Two functions $f$ and $g$ are said to be equal if their domains, codomains and graphs are all equal. A function $f:ℝ\toℝ$ is defined by

Question

Two functions $f$ and $g$ are said to be equal (written $f=g$) if their domains, codomains and graphs are all equal. A function $f:ℝ\toℝ$ is defined by

\begin{equation*} f(x) = \left\{ \begin{array}{ll} x^2 & \quad x \geq 0 \\ x & \quad x < 0 \end{array} \right. \end{equation*}

a) Sketch the graph of the function $g$ given by $g(x)=f(|x|)$

So the function $g$ is like this?

\begin{equation*} g(x) = \left\{ \begin{array}{ll} (|x|)^2 & \quad x \geq 0 \\ |x| & \quad x < 0 \end{array} \right. \end{equation*}

And the I just graph the right half of the parabola for the first piece and the left half of the V of absolute value function?

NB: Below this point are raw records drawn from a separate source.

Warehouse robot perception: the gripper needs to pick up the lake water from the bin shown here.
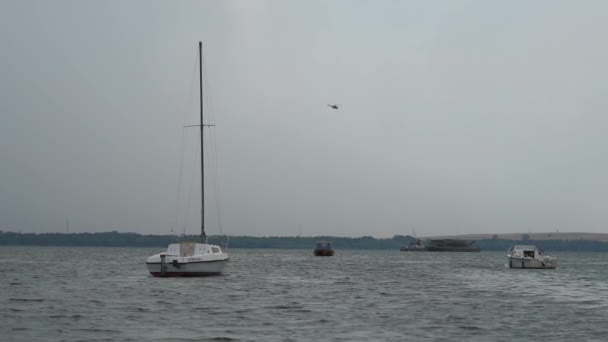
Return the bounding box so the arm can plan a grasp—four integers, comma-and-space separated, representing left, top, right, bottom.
0, 247, 608, 341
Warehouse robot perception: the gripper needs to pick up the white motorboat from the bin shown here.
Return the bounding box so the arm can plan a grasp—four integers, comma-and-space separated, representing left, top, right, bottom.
146, 242, 228, 277
146, 42, 229, 277
507, 245, 557, 269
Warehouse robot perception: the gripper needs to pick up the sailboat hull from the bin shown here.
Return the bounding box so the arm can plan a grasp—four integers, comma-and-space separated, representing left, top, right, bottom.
146, 259, 228, 277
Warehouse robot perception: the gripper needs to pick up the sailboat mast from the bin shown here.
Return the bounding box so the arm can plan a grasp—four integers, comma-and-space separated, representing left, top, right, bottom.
198, 42, 207, 243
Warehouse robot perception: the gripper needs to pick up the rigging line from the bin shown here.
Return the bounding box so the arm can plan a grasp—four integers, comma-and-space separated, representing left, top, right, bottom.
205, 130, 223, 235
208, 130, 223, 235
201, 48, 223, 235
201, 53, 215, 124
182, 147, 199, 235
173, 50, 198, 235
210, 132, 223, 235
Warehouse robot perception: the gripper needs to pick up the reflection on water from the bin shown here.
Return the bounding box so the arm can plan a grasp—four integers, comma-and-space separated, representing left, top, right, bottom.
0, 246, 608, 341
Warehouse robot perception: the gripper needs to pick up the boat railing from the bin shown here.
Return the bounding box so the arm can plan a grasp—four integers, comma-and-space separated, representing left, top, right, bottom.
220, 235, 230, 253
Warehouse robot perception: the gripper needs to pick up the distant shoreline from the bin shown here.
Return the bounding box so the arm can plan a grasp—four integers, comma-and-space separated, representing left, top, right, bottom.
0, 231, 608, 252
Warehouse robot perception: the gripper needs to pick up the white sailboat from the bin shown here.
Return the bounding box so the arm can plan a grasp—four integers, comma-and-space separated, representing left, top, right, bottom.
146, 42, 229, 277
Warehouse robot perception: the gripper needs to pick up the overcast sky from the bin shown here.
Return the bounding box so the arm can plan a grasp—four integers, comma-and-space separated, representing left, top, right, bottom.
0, 0, 608, 237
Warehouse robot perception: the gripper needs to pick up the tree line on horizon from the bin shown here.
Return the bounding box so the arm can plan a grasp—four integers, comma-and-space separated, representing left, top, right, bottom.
0, 231, 608, 252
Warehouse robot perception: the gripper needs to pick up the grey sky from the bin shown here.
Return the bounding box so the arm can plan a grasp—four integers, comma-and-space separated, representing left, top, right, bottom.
0, 0, 608, 237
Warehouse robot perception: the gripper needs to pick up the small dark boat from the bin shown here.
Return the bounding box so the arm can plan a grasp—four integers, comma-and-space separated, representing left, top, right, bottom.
426, 239, 480, 252
313, 241, 334, 256
399, 239, 426, 252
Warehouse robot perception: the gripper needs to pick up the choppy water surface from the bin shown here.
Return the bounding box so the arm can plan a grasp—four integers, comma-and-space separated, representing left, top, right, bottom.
0, 247, 608, 341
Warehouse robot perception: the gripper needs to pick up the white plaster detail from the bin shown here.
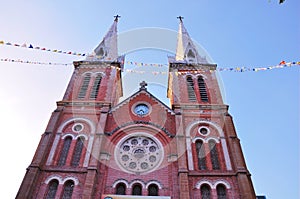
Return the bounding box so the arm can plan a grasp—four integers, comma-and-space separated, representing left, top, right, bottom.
129, 180, 146, 189
46, 134, 60, 166
45, 174, 63, 184
63, 176, 79, 185
113, 179, 129, 189
131, 101, 152, 117
186, 137, 194, 171
146, 180, 162, 189
72, 123, 84, 133
61, 133, 75, 140
57, 117, 96, 134
195, 180, 214, 189
46, 117, 96, 166
198, 126, 210, 136
221, 137, 232, 170
83, 134, 94, 167
186, 120, 232, 170
213, 180, 231, 189
75, 134, 88, 140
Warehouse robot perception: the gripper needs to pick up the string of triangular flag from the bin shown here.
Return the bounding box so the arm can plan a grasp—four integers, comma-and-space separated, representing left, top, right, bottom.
0, 58, 300, 75
0, 40, 300, 72
0, 40, 87, 56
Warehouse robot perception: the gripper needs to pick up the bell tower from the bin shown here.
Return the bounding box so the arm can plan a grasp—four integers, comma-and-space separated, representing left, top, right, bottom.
168, 17, 256, 199
16, 15, 255, 199
16, 15, 124, 199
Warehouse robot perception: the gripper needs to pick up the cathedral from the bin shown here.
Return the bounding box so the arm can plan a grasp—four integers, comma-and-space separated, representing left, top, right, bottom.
16, 16, 256, 199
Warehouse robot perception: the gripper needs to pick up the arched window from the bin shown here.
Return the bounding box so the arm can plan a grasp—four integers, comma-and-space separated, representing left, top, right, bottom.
62, 180, 74, 199
45, 180, 59, 199
198, 76, 208, 102
148, 184, 158, 196
132, 184, 142, 196
78, 73, 91, 99
90, 74, 102, 99
208, 140, 220, 170
196, 140, 206, 170
71, 137, 84, 167
116, 183, 126, 195
201, 184, 211, 199
217, 184, 226, 199
58, 136, 72, 166
186, 76, 196, 102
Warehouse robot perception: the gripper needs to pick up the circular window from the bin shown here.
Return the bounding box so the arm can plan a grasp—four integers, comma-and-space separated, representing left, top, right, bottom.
115, 135, 163, 173
133, 104, 149, 116
198, 126, 209, 135
72, 123, 83, 132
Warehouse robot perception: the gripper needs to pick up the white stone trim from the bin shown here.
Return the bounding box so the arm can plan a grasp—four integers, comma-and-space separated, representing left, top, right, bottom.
75, 134, 89, 140
46, 133, 60, 166
129, 180, 146, 189
63, 176, 79, 185
44, 174, 63, 184
195, 180, 214, 189
57, 117, 96, 134
221, 137, 232, 170
60, 133, 75, 140
186, 120, 232, 170
146, 180, 162, 189
213, 180, 231, 189
113, 179, 129, 189
83, 134, 94, 167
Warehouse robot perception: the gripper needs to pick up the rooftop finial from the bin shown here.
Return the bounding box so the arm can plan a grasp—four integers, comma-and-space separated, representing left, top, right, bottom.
114, 14, 121, 21
177, 16, 184, 22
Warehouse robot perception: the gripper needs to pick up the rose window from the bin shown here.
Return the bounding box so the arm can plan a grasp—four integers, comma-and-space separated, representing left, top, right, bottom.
115, 135, 163, 173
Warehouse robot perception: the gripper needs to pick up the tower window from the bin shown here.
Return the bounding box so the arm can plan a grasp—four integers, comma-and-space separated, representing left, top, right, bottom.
208, 140, 220, 170
196, 140, 206, 170
132, 184, 142, 196
58, 136, 72, 166
201, 184, 211, 199
116, 183, 126, 195
148, 184, 158, 196
78, 73, 91, 99
72, 137, 84, 166
90, 74, 102, 99
217, 184, 226, 199
62, 180, 74, 199
198, 77, 208, 102
46, 180, 58, 199
186, 76, 196, 102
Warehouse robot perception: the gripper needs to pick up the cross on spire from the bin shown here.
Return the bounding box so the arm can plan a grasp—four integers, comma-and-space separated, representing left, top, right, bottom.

b) Let $h:ℝ\toℝ$ be given by $h(x)=x^2$, $x\inℝ$ let $g$ be as defined in part (b). Determine, using the definition of equality whether or not $h=g$. Justify your answer.

In this part I don't know if the part that says "let $g$ be as defined in part (b)" is a mistake and must say part (a) because in part (b) what is defined is $h$ not $g$.

Not sure on how to approach this part to be honest.

Thanks in advance for the help.

Answer 1

You are wrong about function $g$. You have, for each $x\in\Bbb R$,\begin{align}g(x)&=f\bigl(|x|\bigr)\\&=\left\{\begin{array}{l}|x|^2&\text{ if }|x|\geqslant0\\|x|&\text{ if }|x|<0\end{array}\right.\\&=x^2\end{align}since $|x|^2=x^2$ and you never have $|x|<0$.

So, $g=h$ (and yes, that's a typo in the statement of part b)).

Answer 2

For the first part, see the comment below. However to make this notion of "equality" of functions more precise you need to ask yourself what is meant by "graph". And even though most people probably think of it as a picture we draw in a coordinate system, the graph of a function $f$ is defined as follows: $$G(f) = \left\{\left(x,f(x)\right) : x \in D(f)\right\},$$ with $D(f)$ being the domain of $f$. Now if you color in every point $(x,f(x))$ you get what you would usually call the graph, however this gets kind of tricky as soon as $D(f)$ is not one dimensional. Now for the second part (and that probably does mean "as defined in (a)"), you need to check for the equality of the two functions. Domain and codomain should be easy enough, so whats left is the graph. The equality you need to show is: $$G(h) = \left\{\left(x,h(x)\right) : x \in D(h)\right\} = \left\{\left(x,g(x)\right) : x \in D(g)\right\} = G(g).$$ Which boils down to showing $$\left(x,h(x)\right) = \left(x,g(x)\right) \Leftrightarrow h(x) = g(x), \; \forall x \in D,$$ $D$ being the common domain of $g$ and $h$. And as you can see this is a very natural way of checking "the equality of functions" since you just need to check that they take the same value and each input.